Yes and no. Studies of organic farming have a mix of results. Oxford University researchers report that organic farming supports more biodiversity and has a more positive impact per unit of land. However, they recognize that organic production does not have an overall lower environmental impact than conventional farming. Additional studies have found organic yields to be 25 percent less than conventional yields.
How is food classified “organic?”
The term "certified organic" is governed by uniform standards of production and processing that can be verified by independent state or private organizations accredited by the USDA. In general, crop produce or products that qualify as organic must be:
- Free from genetic modification
- Grown without conventional fertilizers and pesticides
- Processed without food additives or ionizing radiation
In addition to these requirements, organic animals also must be raised without growth hormones and antibiotics.
Is organic food better for your health?
According to a study done by Stanford University School of Medicine, “There isn’t much difference between organic and conventional foods, if you’re an adult and making a decision based solely on your health.” After analyzing the data, the researchers found little significant difference in health benefits between organic and conventional foods. No consistent differences were seen in the vitamin content of organic products, and only one nutrient — phosphorus — was significantly higher in organic versus conventionally-grown produce (and the researchers note that because few people have phosphorous deficiency, this has little clinical significance). There was also no difference in protein or fat content between organic and conventional milk, though
evidence from a limited number of studies suggested that organic milk may contain significantly higher levels of omega-3 fatty acids. See more at Stanford Medical website or download London School of Hygiene & Tropical Medicine's PDF
How many farms in Colorado are registered organic?

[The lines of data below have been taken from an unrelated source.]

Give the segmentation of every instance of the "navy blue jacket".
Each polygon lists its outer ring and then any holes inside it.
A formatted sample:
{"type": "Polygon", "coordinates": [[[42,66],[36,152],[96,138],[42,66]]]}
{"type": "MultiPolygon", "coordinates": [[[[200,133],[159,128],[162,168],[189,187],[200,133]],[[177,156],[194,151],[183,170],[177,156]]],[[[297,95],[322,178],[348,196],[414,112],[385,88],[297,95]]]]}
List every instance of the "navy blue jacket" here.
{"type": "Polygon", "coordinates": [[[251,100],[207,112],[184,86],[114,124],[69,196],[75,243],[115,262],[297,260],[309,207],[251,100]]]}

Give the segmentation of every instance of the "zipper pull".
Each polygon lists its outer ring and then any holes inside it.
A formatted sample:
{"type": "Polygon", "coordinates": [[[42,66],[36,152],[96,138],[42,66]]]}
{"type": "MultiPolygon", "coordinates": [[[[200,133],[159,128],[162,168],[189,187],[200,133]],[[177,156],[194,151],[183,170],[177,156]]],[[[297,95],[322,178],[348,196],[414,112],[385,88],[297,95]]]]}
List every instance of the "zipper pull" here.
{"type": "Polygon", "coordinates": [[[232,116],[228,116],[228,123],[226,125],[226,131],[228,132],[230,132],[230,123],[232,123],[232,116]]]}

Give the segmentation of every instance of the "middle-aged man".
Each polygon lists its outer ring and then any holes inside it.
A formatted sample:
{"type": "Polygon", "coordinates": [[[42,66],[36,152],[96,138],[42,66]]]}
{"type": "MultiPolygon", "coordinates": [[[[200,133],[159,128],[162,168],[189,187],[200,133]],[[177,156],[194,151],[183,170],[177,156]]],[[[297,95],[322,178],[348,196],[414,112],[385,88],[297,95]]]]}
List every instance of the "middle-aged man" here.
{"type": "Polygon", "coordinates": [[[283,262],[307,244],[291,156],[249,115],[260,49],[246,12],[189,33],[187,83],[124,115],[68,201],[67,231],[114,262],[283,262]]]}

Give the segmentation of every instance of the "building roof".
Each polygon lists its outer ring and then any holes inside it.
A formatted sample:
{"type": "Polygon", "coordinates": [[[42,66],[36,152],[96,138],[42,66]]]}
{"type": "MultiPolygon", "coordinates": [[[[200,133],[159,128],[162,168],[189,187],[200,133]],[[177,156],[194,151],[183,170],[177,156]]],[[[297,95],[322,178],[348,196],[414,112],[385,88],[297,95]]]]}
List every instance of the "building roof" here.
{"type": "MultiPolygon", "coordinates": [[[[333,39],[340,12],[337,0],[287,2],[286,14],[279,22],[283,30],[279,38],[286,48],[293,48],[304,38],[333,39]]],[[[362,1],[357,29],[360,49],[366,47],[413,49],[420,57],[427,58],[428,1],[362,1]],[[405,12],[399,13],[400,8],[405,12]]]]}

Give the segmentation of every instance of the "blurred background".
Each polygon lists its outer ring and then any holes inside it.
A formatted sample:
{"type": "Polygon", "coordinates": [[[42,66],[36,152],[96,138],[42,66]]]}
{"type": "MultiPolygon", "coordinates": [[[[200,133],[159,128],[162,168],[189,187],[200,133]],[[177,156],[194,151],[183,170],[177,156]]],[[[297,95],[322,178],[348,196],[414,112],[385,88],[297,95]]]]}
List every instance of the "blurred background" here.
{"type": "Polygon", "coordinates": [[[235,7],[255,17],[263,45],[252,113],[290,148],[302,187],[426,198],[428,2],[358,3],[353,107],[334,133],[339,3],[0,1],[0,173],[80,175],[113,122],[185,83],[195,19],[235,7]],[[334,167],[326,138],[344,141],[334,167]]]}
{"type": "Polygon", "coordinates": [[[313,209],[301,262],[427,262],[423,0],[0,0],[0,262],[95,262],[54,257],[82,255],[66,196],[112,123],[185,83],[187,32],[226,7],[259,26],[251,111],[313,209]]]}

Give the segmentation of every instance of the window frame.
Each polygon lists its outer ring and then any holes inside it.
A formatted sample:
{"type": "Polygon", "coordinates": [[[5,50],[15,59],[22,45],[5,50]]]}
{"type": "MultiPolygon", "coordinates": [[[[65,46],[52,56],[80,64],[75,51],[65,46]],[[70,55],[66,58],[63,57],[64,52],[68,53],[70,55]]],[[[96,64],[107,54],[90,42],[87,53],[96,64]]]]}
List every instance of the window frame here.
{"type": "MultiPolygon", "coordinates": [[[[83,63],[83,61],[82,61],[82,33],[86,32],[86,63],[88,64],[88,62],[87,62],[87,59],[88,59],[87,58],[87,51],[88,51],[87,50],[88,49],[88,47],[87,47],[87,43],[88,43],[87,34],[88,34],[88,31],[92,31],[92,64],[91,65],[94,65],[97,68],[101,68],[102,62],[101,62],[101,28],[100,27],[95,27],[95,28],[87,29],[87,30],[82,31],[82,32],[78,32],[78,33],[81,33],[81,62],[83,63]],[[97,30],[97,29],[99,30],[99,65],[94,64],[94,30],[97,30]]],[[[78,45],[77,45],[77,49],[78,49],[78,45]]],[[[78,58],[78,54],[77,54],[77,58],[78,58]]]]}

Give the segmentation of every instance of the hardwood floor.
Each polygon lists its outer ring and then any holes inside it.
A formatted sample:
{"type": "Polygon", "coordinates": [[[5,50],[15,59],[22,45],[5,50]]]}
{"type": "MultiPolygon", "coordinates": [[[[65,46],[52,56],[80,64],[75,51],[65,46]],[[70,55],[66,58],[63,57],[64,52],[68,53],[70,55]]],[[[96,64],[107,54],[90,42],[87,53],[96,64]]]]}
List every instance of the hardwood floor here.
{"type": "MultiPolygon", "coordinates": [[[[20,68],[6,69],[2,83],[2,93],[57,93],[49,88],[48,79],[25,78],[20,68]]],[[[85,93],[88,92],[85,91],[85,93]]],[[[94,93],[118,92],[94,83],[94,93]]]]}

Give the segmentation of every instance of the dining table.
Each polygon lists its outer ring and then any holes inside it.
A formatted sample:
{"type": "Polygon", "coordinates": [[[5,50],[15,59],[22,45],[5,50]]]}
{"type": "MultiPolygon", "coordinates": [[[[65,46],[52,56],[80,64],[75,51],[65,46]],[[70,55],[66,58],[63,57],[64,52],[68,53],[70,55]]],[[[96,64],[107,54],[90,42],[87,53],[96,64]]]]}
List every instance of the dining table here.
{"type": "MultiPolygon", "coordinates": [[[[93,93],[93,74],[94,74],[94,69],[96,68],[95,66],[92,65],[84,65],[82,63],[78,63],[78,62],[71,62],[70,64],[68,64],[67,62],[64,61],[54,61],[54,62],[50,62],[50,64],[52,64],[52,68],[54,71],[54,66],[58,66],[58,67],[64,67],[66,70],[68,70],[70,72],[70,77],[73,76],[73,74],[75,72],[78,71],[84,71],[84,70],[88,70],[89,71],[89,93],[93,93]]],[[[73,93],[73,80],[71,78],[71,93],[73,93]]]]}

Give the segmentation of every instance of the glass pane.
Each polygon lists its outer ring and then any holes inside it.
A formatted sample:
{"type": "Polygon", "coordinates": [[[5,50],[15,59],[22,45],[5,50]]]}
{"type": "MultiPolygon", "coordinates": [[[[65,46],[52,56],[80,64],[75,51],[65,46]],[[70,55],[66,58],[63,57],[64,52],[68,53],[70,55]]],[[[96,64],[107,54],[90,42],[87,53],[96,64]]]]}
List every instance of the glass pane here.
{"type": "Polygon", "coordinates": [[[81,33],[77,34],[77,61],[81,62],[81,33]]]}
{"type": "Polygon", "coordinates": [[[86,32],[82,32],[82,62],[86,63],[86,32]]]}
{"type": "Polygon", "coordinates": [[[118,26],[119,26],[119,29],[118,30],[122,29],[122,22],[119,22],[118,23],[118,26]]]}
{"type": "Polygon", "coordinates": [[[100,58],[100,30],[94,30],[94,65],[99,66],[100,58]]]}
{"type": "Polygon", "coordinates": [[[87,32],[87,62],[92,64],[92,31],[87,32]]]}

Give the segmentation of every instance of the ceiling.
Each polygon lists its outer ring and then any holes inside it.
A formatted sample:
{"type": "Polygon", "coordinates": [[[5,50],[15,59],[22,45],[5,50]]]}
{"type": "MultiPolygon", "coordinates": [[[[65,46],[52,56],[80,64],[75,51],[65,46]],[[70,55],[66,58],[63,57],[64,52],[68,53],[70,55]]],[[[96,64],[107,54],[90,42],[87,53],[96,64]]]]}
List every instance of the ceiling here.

According to the Colorado Department of Agriculture, there are 348 operations in the state that are listed as certified organic by the USDA National Organic Program. This includes farms, ranches, food processors and livestock handlers. 176 produce crops, 158 livestock handlers/food processors and 14 are feedlots. You will often find farmers who adhere to certified organic standards without going through the rigorous paperwork and certifications requirements.
Where does Colorado rank nationally in organic production?
- 3rd-Millet (Wondering what Millet is, click here)
- 4th-All Cropland
- 4th-All Grain
- 6th-All Vegetable Acreage
Why does organic food cost more?
The Organic Farming Research Foundation explains it as: "The organic price tag more closely reflects the true cost of growing the food: Substituting labor and intensive management for chemicals, the health and environmental costs of which are borne by society." The USDA notes, there is a strong demand, yet only 1 percent of farmland accounts for organic production. Food and Agriculture Organization of the United Nations, also says costs are higher due to: cost of fertilization, crop rotation, organic certification, post-harvest handling (processing and transportation), marketing and slower growth in organic foods.